2008-02-09

The slowest regexp engine in the world

Much has been (and still is being) written about the speed and efficiency of regular expression matching. I find this sort of competition a somewhat trivial exercise in optimization. Writing the slowest regexp engine, that's a challenge!

A regular expression is an expression that compactly denotes a regular language. A regular language, in turn, is a set LS of strings over an alphabet S such that the test for membership of a string w in L can be carried out by a finite automaton (from now on I'll imply the alphabet and drop the subscript.)
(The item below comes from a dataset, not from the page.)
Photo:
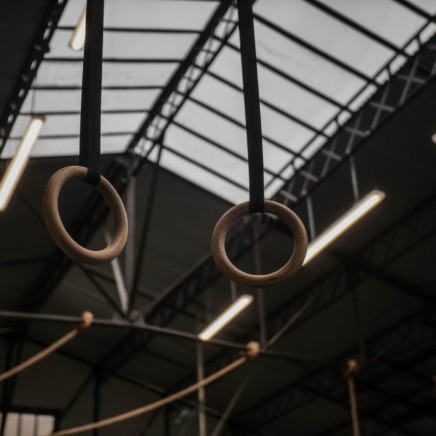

In my quest for inefficiency, I will denote regular languages by extension. In other words, a regular language L will be exactly the set of the strings belonging to it. This set may be very large, and in fact it is not unexpected for it to be infinite; so I will need lazy lists or sequences:

type 'a node = Nil | Cons of 'a * 'a seq
and  'a seq  = 'a node Lazy.t

The simplest of all regular languages is the empty language:

let nil = lazy Nil

It has no strings. The next simplest language is the one containing just the simplest of strings, the empty one:

let eps = lazy (Cons ("", nil))

Any member c of the alphabet S can be regarded as a string. I can form regular languages from characters, too:

let sym a = lazy (Cons (String.make 1 a, nil))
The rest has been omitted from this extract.